Além disso, o biomédico e virologista Mário Oliveira, reitera: para que seja detectada reinfecção é preciso realizar obrigatoriamente, ao menos, três testes. Pois um pode atestar que há infecção, outro que ela desapareceu e um terceiro apontar a reinfecção.
Testagem
O Laboratório Central de Saúde Pública (Lacen), afirma Caroline, "utiliza protocolo de reconhecimento mundialmente para trabalhar com vírus respiratórios" e essas amostras utilizadas nos testes, geralmente, são refrigeradas e armazenadas a -80ºC e não têm prazo de validade. "Daqui a 20 anos, ainda é possível trabalhar com essas amostras", completa.

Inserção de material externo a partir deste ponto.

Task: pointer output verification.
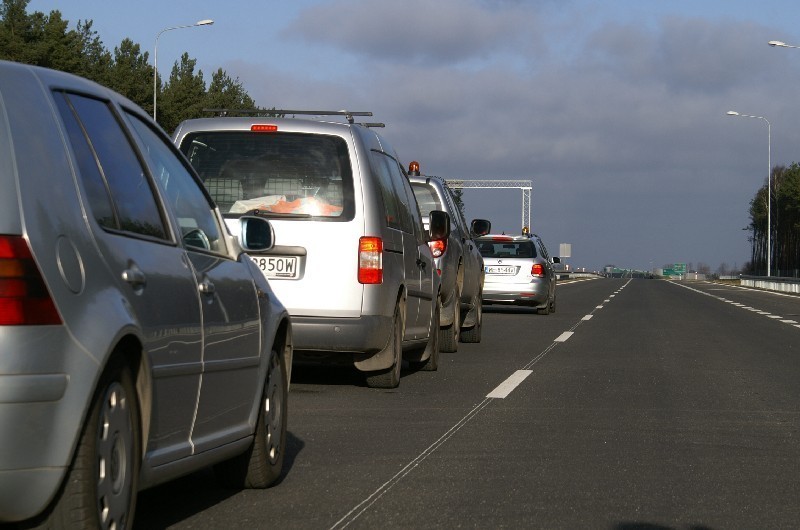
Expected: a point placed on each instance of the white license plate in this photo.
(278, 266)
(500, 269)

Isto, garante, em tese, a primeira condição para a análise de casos de reinfecção no Ceará. Mas, o tipo de exame feito pelo paciente também afeta esta possibilidade.
"Para comprovar que há uma reinfecção é preciso ter feito PCR. É a única forma de comprovar de fato que existe material genético naquele organismo. Se você fizer o teste sorológico ele comprova que se tem anticorpos, ou seja, que houve contato com aquele micro-organismo, mas não diz em quanto tempo. No PCR você consegue quantificar, saber a carga viral daquele indivíduo, saber o quanto de vírus ele está carregando no corpo naquele momento", explica.
Não há como detectar reinfecção em quem confirmou por meio de teste rápido um caso de Covid. No Ceará, conforme o IntegraSus, plataforma da Sesa, até a tarde de ontem, dos 633 mil testes realizados, 28% foram de RT-PCR.
Caroline diz que os achados de reinfecção têm relação com a duração da imunidade para o novo coronavírus. Condição para a qual não se tem respostas definitivas. Ela acrescenta que um exemplo de imunidade passageira são os vírus que provocam resfriados comuns: "são vírus que não conferem imunidade duradoura. Você tem um contato com o agente, produz anticorpos, ele tem um tempo limítrofe de atuação e, após isso, fica-se vulnerável para novamente adquirir a infecção".
O biomédico Mário Oliveira ressalta que é preciso mais estudos sobre isso e que, em alguns casos, pode haver resquícios do vírus no organismo e o paciente testar positivo novamente. Por isso, a necessidade do sequenciamento genético. No Ceará, afirma, há profissionais e laboratórios de universidades que fazem o sequenciamento.
Ele reforça que "pode até haver uma reinfecção, mas não significa doença". Um exemplo, diz Mario, é que o ser humano tem mais micro-organismo no corpo do que células e "não necessariamente estamos produzindo doença. Porque muitos deles são comensais e estão no nosso corpo com função específica".